Background: A history of child sexual abuse (CSA) is related to higher suicide rates and poor treatment outcomes in depressed adult patients. Twenty years after the first study investigating the effects of ketamine/esketamine on depression and suicide, there is a lack of data on the CSA effects on this emerging treatment. Here, we assess the impact of CSA on adjunctive subcutaneous (SC) esketamine for treatment-resistant depression (TRD).

Methods: A directed acyclic graphic (DAG) was designed to identify clinical confounders between CSA and esketamine predictors of response. The confounders were applied in a statistical model to predict depression symptom trajectory in a sample of 67 TRD outpatients.

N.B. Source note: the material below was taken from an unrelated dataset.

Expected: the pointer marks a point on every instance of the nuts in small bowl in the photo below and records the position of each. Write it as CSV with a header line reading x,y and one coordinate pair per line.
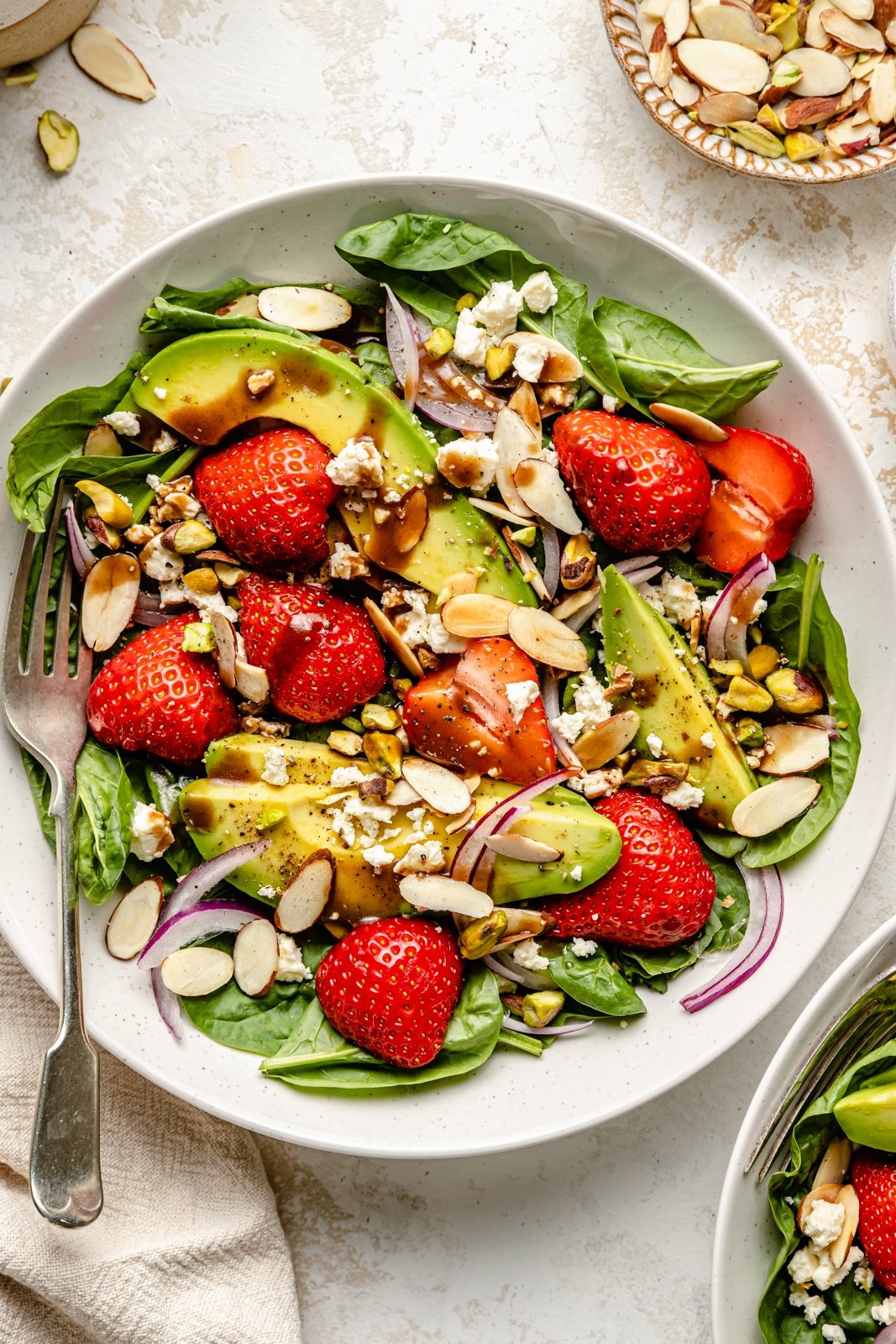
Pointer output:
x,y
781,89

Results: The patient sample had a relatively high prevalence rate of CSA (35.82%). Positive family history of first-degree relatives with alcohol use disorder and sex were clinical mediators of the effects of esketamine in a CSA adult population. Overall, the presence of at least one CSA event was unrelated to esketamine symptom reduction.

Conclusions: Unlike responses to conventional antidepressants and psychotherapy, CSA does not appear to predict poor response to esketamine.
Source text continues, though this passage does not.